Tactique du lâcher manquée

Lorsqu’il y a plus de trente ans, le lâcher de trois ours de zoo pour sauvegarder la population souffreteuse du Trentin (parmi eux, en 1969, deux bêtes du zoo de Zurich) a démontré l’inaptitude de cette entreprise (les ours craignaient trop peu les hommes, ce qui les rendait dangereux), le connaisseur des ours, Roth, avait conseillé une «rénovation douce» de ce joyaux de la faune, avec des réintroductions échelonnés dans le temps de bêtes soigneusement sélectionnées pour leur crainte des hommes. Mais ses successeurs ont fait le contraire: entre 1999 et 2002, avec un grand tapage médiatique, 10 bêtes à la fois ont été lâchées, c’est-à-dire le double de la population sauvage encore existante. Ainsi la nature a été déséquilibrée.
Les ours réintroduits alors, des bêtes de Slovénie, génétiquement proches, n’étaient pas assez farouches, parce que dans leur région d’origine on pratiquait le fourrage dans des places prévues pour la chasse, encore légale dans ce pays. Cette pratique a induit un comportement qui s’est transmis et renforcé chez les jeunes animaux, phénomène connu et que ces immigrés n’ont pas tardé à démontrer. Un lâcher trop rapide d’animaux étrangers en grand nombre sème en plus le trouble dans la population. Le résultat dans le Trentin: le comportement souhaité ne s’est pas produit, il y a eu des dommages et la peur, inexistante auparavant, a augmenté, ce qui a nui à l’acceptation des ours.
Ces ours pionniers auraient eu besoin, avant tout, de calme pour la reconnaissance de leur nouvel espace vital. Mais cela n’a pas pu se faire en raison des actions d’intimidation répétées, devenues nécessaires, un cercle vicieux dont il n’y a pas d’issue. Conclusion: on n’aurait jamais dû mettre en liberté des ours déjà dépravés comme Jurka, la mère de JJ3. Et lorsqu’on a commencé à réaliser la faute, on a attendu trop longtemps pour les capturer. Ils ont ainsi eu le temps de mettre au monde des petits déjà technophiles, avec la triste fin que l’on sait. Un autre animal «problématique» attend déjà devant la porte: le frère de JJ3, JJ5, rode à seulement 20 kilomètres de la frontière suisse (Poschiavo) … Et pourtant, on peut constater au Parc National Suisse, en Engadine, avec le deuxième ours suisse, MJ4, qui avait une autre mère technophobe et qui est resté discret déjà depuis deux ans, que cela peut fonctionner.

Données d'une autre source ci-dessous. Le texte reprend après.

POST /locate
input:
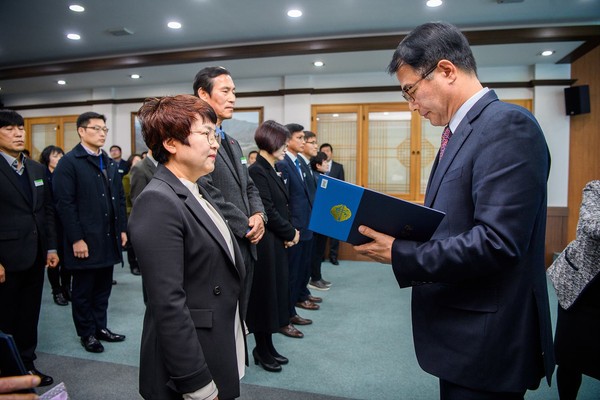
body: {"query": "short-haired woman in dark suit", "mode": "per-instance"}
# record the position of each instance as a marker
(192, 339)
(269, 298)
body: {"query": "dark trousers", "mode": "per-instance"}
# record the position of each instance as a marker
(451, 391)
(334, 246)
(20, 301)
(90, 292)
(319, 245)
(299, 265)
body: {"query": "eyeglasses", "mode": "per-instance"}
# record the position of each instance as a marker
(211, 136)
(97, 128)
(407, 92)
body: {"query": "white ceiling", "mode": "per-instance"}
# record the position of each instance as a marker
(32, 33)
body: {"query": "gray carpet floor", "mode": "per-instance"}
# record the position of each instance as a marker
(359, 347)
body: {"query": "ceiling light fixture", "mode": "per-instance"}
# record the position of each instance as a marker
(434, 3)
(76, 8)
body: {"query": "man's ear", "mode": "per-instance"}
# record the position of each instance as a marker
(203, 94)
(169, 145)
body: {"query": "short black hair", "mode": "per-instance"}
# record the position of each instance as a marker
(204, 78)
(10, 118)
(429, 43)
(317, 160)
(294, 128)
(84, 118)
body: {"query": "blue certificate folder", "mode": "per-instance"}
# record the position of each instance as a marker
(341, 207)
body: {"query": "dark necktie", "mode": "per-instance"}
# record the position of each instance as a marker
(446, 135)
(297, 162)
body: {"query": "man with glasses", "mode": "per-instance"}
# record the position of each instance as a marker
(229, 184)
(481, 320)
(27, 240)
(90, 202)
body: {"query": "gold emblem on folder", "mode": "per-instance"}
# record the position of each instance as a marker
(340, 212)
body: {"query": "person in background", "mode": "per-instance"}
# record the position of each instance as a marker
(131, 161)
(319, 165)
(300, 207)
(90, 201)
(229, 184)
(576, 340)
(193, 344)
(116, 154)
(269, 299)
(480, 312)
(252, 157)
(59, 277)
(336, 170)
(27, 240)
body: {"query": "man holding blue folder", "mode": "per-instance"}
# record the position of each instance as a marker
(481, 320)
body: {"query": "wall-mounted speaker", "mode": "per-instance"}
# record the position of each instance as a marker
(577, 100)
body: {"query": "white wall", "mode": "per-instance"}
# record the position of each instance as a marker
(548, 105)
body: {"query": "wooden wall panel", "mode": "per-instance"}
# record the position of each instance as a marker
(584, 143)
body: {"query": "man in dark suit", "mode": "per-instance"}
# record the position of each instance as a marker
(142, 173)
(300, 206)
(229, 184)
(90, 201)
(336, 170)
(480, 311)
(27, 239)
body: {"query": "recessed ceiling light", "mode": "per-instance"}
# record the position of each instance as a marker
(434, 3)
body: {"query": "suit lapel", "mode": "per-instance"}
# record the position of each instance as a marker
(11, 175)
(464, 130)
(192, 204)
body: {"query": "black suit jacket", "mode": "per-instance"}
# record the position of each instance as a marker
(300, 201)
(194, 287)
(480, 302)
(27, 230)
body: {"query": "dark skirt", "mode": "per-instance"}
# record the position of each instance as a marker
(577, 339)
(269, 297)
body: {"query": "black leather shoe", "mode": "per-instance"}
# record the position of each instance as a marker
(59, 299)
(92, 344)
(45, 380)
(267, 366)
(108, 336)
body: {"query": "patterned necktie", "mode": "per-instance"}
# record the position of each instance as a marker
(446, 135)
(297, 162)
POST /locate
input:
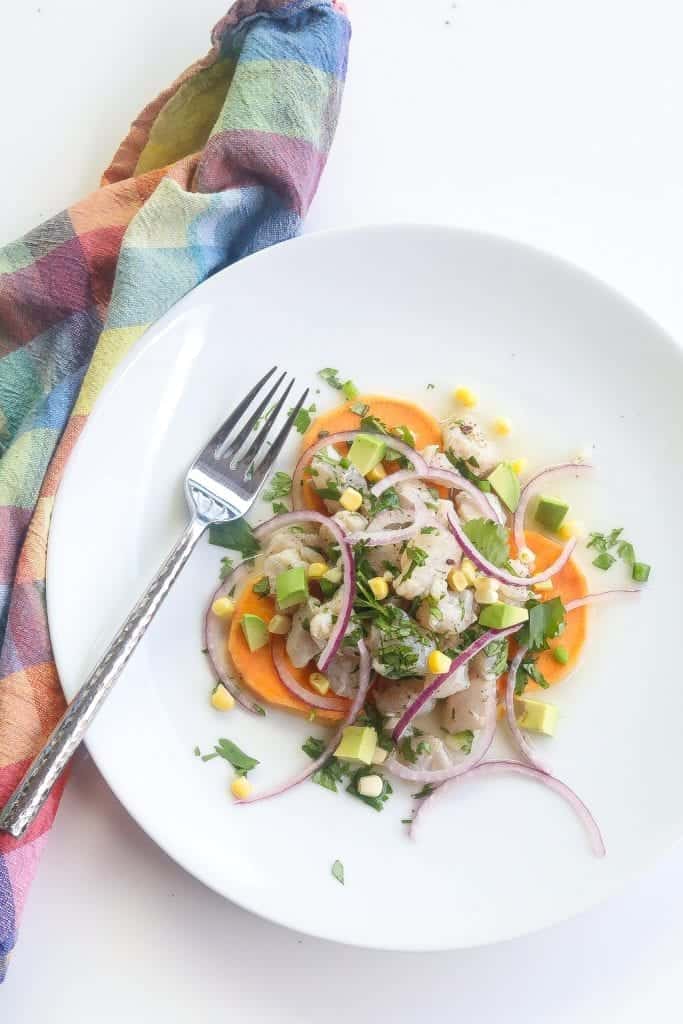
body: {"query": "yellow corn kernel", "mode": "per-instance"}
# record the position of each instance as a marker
(485, 591)
(468, 569)
(376, 474)
(379, 587)
(525, 556)
(319, 682)
(221, 698)
(457, 581)
(438, 663)
(543, 588)
(351, 500)
(241, 787)
(223, 607)
(465, 396)
(569, 529)
(280, 626)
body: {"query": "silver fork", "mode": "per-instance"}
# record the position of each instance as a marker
(220, 485)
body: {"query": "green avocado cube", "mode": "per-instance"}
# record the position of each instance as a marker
(255, 631)
(358, 743)
(550, 512)
(291, 587)
(500, 616)
(536, 716)
(367, 452)
(505, 482)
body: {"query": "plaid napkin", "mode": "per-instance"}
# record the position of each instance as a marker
(224, 162)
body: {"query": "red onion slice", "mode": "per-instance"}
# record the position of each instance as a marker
(345, 437)
(450, 479)
(605, 595)
(529, 489)
(348, 570)
(479, 751)
(216, 645)
(365, 678)
(522, 742)
(458, 663)
(294, 686)
(507, 578)
(514, 767)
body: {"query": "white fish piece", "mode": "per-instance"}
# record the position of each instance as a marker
(300, 645)
(441, 552)
(466, 439)
(454, 613)
(392, 697)
(467, 709)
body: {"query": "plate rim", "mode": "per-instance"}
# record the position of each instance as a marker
(59, 510)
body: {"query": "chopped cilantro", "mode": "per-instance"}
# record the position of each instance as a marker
(303, 418)
(604, 560)
(280, 486)
(331, 377)
(546, 621)
(489, 539)
(236, 536)
(242, 762)
(226, 566)
(426, 790)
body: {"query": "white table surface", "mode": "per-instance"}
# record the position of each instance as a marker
(555, 123)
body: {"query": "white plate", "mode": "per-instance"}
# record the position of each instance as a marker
(397, 308)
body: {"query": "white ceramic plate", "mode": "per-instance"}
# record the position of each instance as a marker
(397, 308)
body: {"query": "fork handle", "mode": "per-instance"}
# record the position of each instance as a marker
(31, 794)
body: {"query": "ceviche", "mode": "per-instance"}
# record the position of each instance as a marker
(413, 592)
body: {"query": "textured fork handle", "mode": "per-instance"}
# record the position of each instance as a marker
(34, 788)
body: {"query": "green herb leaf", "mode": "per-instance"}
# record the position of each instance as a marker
(226, 566)
(236, 536)
(242, 762)
(604, 542)
(627, 552)
(426, 790)
(280, 485)
(489, 539)
(331, 377)
(546, 621)
(303, 418)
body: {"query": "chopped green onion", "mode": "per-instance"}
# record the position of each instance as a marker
(641, 571)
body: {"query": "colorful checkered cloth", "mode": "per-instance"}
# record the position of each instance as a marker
(221, 164)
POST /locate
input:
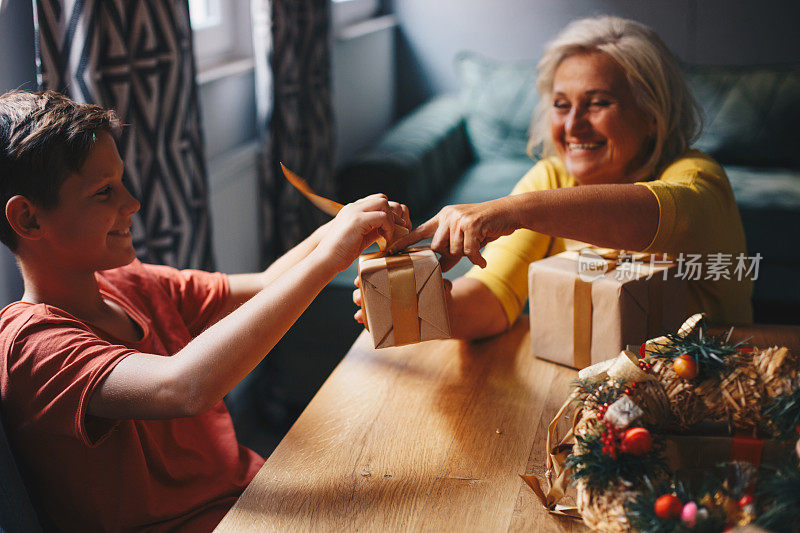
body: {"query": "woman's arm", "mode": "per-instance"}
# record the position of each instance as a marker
(198, 376)
(622, 216)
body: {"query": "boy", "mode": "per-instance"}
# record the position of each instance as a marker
(113, 371)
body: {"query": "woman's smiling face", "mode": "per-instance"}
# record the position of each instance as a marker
(598, 130)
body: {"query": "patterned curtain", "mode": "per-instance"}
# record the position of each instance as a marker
(135, 56)
(295, 115)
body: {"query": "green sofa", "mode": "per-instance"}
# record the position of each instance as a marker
(470, 147)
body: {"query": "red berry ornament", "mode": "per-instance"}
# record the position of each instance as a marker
(668, 507)
(636, 441)
(685, 366)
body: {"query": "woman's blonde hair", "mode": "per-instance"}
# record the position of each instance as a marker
(655, 78)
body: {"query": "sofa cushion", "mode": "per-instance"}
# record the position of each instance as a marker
(498, 100)
(769, 202)
(487, 180)
(750, 113)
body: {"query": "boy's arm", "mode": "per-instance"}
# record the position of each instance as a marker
(196, 378)
(245, 286)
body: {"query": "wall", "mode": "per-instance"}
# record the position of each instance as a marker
(362, 83)
(698, 31)
(17, 71)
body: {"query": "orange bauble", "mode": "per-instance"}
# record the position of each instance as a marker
(636, 441)
(668, 506)
(685, 366)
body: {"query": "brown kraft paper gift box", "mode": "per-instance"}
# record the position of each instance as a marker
(581, 320)
(403, 298)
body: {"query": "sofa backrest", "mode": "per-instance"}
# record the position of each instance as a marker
(750, 113)
(498, 99)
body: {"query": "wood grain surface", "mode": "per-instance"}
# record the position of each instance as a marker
(429, 437)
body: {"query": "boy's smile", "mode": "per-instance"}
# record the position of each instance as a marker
(89, 229)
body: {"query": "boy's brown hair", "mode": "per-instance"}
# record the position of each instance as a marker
(44, 137)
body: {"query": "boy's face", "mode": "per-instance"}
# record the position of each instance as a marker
(89, 229)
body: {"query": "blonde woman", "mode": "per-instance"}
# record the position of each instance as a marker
(615, 121)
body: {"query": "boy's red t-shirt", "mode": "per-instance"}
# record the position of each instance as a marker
(91, 473)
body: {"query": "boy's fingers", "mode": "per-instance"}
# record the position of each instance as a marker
(472, 249)
(423, 231)
(441, 240)
(406, 215)
(456, 242)
(448, 261)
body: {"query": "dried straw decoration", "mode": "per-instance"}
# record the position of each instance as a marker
(605, 511)
(738, 397)
(778, 368)
(686, 408)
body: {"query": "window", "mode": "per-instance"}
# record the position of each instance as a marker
(222, 31)
(348, 12)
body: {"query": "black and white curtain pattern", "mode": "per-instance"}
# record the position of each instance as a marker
(296, 117)
(135, 56)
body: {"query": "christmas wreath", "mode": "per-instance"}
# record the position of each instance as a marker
(646, 427)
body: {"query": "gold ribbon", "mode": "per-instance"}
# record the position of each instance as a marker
(402, 294)
(556, 474)
(330, 207)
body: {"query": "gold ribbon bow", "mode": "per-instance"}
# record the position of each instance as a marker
(329, 206)
(402, 294)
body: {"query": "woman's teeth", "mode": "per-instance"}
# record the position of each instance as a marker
(584, 146)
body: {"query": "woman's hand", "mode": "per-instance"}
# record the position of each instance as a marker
(357, 226)
(462, 230)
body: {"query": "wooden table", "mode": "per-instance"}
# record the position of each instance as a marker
(423, 437)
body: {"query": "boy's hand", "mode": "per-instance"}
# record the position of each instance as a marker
(358, 225)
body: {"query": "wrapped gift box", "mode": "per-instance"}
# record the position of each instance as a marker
(585, 308)
(403, 298)
(690, 454)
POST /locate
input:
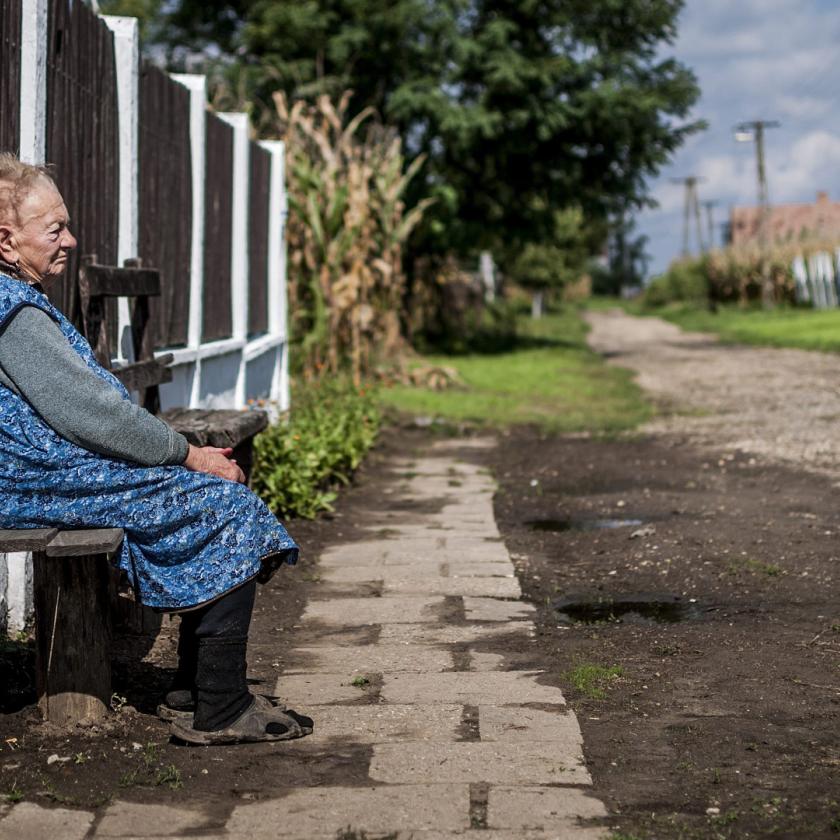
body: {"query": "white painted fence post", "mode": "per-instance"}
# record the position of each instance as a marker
(277, 263)
(800, 274)
(126, 35)
(239, 242)
(33, 81)
(197, 86)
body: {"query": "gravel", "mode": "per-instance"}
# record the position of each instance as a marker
(778, 405)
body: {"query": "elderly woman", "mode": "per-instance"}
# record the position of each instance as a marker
(78, 453)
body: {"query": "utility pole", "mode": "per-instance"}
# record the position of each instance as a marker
(744, 133)
(691, 207)
(710, 222)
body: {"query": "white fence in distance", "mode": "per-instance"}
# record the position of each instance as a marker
(229, 373)
(818, 279)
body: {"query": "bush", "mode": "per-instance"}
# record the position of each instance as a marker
(300, 461)
(686, 281)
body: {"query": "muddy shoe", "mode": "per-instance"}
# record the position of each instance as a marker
(180, 705)
(176, 705)
(261, 721)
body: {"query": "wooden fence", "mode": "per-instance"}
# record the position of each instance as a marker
(147, 171)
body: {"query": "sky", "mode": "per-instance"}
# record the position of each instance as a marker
(754, 59)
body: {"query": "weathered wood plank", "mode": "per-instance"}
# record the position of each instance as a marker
(72, 638)
(113, 281)
(207, 427)
(141, 375)
(79, 543)
(29, 539)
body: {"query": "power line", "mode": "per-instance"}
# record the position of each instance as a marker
(691, 208)
(754, 130)
(710, 221)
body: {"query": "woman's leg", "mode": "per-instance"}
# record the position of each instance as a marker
(221, 633)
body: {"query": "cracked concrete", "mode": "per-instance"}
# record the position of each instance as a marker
(454, 745)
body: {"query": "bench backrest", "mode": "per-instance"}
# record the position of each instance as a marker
(99, 286)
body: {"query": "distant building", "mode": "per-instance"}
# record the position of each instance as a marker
(787, 222)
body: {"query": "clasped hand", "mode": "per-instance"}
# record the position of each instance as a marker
(214, 461)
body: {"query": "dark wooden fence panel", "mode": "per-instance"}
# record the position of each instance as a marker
(258, 239)
(218, 218)
(166, 200)
(10, 75)
(82, 136)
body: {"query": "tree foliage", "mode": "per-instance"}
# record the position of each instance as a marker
(521, 107)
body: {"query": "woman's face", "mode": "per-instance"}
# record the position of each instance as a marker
(40, 240)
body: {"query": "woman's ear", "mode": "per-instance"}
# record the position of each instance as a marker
(8, 244)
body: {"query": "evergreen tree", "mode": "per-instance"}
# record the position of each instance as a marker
(522, 107)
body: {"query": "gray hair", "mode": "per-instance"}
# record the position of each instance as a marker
(17, 180)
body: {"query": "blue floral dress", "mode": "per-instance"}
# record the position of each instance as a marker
(189, 537)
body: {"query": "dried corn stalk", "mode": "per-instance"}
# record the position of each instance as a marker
(347, 227)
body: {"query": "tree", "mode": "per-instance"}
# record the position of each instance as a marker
(547, 266)
(521, 107)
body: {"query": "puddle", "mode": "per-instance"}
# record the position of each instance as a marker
(630, 609)
(558, 526)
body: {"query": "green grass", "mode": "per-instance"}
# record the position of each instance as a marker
(547, 376)
(593, 680)
(806, 329)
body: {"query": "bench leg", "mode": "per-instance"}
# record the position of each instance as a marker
(72, 637)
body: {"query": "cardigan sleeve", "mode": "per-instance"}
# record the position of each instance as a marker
(38, 363)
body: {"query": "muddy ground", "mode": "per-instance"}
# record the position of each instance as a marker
(735, 709)
(722, 725)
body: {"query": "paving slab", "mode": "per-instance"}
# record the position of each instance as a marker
(469, 688)
(491, 609)
(384, 723)
(368, 574)
(480, 568)
(516, 724)
(367, 659)
(543, 808)
(304, 690)
(28, 821)
(131, 819)
(524, 763)
(451, 634)
(352, 612)
(305, 813)
(487, 587)
(569, 832)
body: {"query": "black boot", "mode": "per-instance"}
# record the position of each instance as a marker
(221, 689)
(181, 694)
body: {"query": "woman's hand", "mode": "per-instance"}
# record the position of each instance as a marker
(214, 461)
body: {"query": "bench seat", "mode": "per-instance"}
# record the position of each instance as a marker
(72, 582)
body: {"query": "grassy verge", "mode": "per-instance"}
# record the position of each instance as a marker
(546, 376)
(300, 462)
(806, 329)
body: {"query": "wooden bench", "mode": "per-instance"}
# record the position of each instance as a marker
(73, 579)
(98, 285)
(72, 586)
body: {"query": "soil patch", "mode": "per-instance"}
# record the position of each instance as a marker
(723, 726)
(131, 757)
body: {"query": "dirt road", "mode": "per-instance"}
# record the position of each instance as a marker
(782, 405)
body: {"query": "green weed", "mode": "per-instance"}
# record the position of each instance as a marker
(592, 680)
(169, 776)
(755, 567)
(300, 461)
(806, 329)
(546, 376)
(14, 794)
(356, 834)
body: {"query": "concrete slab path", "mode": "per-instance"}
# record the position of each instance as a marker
(459, 743)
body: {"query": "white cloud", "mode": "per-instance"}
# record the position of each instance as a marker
(767, 59)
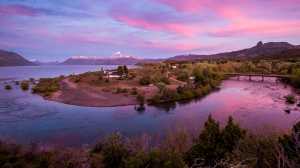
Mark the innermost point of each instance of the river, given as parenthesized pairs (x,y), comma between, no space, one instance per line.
(257,106)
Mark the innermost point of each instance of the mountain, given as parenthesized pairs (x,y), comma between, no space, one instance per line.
(13,59)
(46,63)
(259,50)
(126,60)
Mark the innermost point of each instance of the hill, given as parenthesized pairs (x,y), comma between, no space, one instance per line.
(260,50)
(13,59)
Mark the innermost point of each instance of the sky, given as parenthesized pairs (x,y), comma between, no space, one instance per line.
(50,30)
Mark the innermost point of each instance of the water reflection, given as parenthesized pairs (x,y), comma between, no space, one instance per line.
(257,106)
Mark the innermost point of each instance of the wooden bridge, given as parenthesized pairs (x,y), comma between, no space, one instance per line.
(258,75)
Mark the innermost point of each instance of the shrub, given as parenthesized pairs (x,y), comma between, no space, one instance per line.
(121,90)
(134,91)
(145,80)
(47,86)
(290,99)
(141,99)
(213,143)
(24,85)
(7,87)
(183,76)
(113,151)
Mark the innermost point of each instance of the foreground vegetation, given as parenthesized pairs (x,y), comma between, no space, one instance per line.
(169,82)
(225,147)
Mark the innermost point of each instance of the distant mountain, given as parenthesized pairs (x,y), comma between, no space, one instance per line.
(13,59)
(260,50)
(126,60)
(46,63)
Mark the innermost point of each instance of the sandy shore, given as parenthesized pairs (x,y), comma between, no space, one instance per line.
(86,95)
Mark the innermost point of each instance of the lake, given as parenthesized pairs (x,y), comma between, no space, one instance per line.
(258,106)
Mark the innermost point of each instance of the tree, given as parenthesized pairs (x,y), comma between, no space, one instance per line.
(207,145)
(231,135)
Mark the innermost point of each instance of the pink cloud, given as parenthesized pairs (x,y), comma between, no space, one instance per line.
(185,5)
(18,10)
(179,28)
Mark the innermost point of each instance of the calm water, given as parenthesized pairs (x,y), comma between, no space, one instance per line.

Ce qu’il faut respecter dorénavant

Il ne reste donc pas d’autre solution que de capturer tous les descendants des ours «inadaptés» lâchés inconsidérément ou de les tuer, pour que le Plan Ours, c’est-à-dire le retour du prédateur fier dans son pays d’origine, ne soit pas entièrement voué à l’échec. Dommage, cet épisode peu réjouissant aurait pu être évité si on avait agi avec sagesse, de façon moins spectaculaire.
En ce qui concerne les informations, on a pu constater une fois de plus à quel point il est important que tous ceux qui ont à faire avec les animaux, de près ou de loin et dans différents domaines, ne se neutralisent pas mutuellement. Sinon les médias se précipitent et les protecteurs d’animaux extrémistes en profitent. Un exemple: certains spécialistes affirment que la captivité dans un enclos serait la «peine extrême pour JJ3», ce qui met en question le captivité dans un zoo, alors que des zoos offrent au même moment des places «d’asile», ce qui fausse l’action des responsables de tous les côtés.
A l’avenir il sera important, dans le cas où des ours pionniers devraient être réintroduits (en espérant que ce seront uniquement des bêtes farouches) de ne pas les déranger continuellement lorsqu’ils exploreront leur nouvel espace vital; car c’est exactement ce qui les rend imprévisibles et ils approcheront de la nourriture conditionnée par les hommes. En plus il faudra réaliser activement la protection des troupeaux, la sécurisation des ruches d’abeilles et rendre inaccessibles les déchets organiques de la civilisation; on connaît ces problèmes depuis longtemps, depuis bien avant que les ours soient revenus. Pour autant qu’on puisse en juger, il devrait être possible pour les hommes et les ours de vivre côte à côte, car l’ours, lui, s’adapte très bien.     •
(Traduction Horizons et débats)

*L’auteur, ancien vétérinaire du Zoo de Bâle et du Cirque Knie a fondé en 1990, ensemble avec le zoologue Hans U. Roth et Peter Lüps, le Groupe suisse de travail pour l’ours brun, dont le but – le sauvetage des derniers ours alpins – a été repris plus tard par des organisations de la protection de la nature.

 

Une petite généalogie des ours
hh. Pour ne pas rendre l’affaire encore plus émotionnelle qu’elle est déjà, on ne donne plus de noms humains aux ours pionniers mais on les désigne par les initiales de leurs parents. Ainsi JJ3, qui a reçu dans les Grisons le dernier coup de fusil, a été le fils de sa mère Jurka et son père Joze. Il avait deux frères: JJ1 dit Bruno et JJ2 dit Lumpaz. Bruno a été achevé en 2006 dans la région frontalière austro-bavaroise. Lumpaz est porté disparu depuis son départ de Suisse; on craint qu’il ait été victime d’un braconnier.
À part les autres jeunes ours, un troisième frère se trouve devant la porte frontalière verte de la Suisse; c’est JJ5 également fils de Jurka – aussi un ours problématique. D’autres titres à la une des journaux sont donc programmés. Par contre le demi-frère MJ4, qui séjourne depuis un certain temps dans la région de l’Engadine/Val Mustair, reste, lui, discret; il a bien aussi été engendré par le père Jozef, mais avec l’ourse Maja.